WAINIHA — Residents on Kauai’s North Shore don’t want life to go back to the way it was before the April floods.
Too many people have been finding their way to the end of the road, they say, and they point to the estimated 2,000 average daily visitors to Haena State Park when it’s open.
“Since the National Guard and the Army left there’s been a new level of peace. There’s no helicopters overhead every five minutes,” said Elsa Flores Almaraz, who lives in Haena.
She continued: “Really, it’s beautiful, reclaiming what was once a sleepy neighborhood and a rural community out here.”
Flores Almaraz said she’s meeting some of her neighbors for the first time and together, they are taking on challenges.
“Living in Haena during the post-flood times has been a mixed bag of blessings,” she said. “My neighbors were the first responders during the flood. People are becoming community leaders. It’s beautiful and community-building for us.”
Currently, Kuhio Highway is closed past a checkpoint in Waikoko and the route is only open for local traffic at specific times, allowed through in convoys from about 6:30 a.m. to 11 p.m. daily.
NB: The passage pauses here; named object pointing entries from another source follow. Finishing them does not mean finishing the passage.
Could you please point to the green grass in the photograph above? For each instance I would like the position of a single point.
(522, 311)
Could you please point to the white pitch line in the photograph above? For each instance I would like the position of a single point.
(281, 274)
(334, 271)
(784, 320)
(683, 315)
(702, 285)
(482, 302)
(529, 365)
That closure is preventing tourists from driving farther than Waikoko and it’s not just residents that are reportedly enjoying the rest.
“There’s usually this film over the water in the summer months, probably sunscreen,” said Koral McCarthy, who has been working with the Kauai Flood Kokua in Hanalei to help with flood relief. “Now, it’s clear. There’s more fish.”
Tuesday night Hawaii Department of Transportation briefed about 150 people on the status of the repair projects that would open the area up once again to traffic.
High on the priority list is the replacement of the “3W Bridges” — the Waioli, Waipa and Waikoko bridges, which is being funded by federal emergency repair money and should be done within the next four months.
The project has been on the books for a while, but was fast-tracked as a result of the flooding.
All three bridges are needed for heavy machinery access, according to HDOT project manager Larry Dill, and are necessary to complete repairs on and along the highway.
Attendees at the meeting suggested postponing the bridge projects and barging or helicoptering in supplies instead, but Dill said those proved to be expensive options.
Others mentioned alarm at HDOT fast-tracking the bridges project and upgrading the weight limit to 20 tons, pointing out that opens the door for more people in Haena.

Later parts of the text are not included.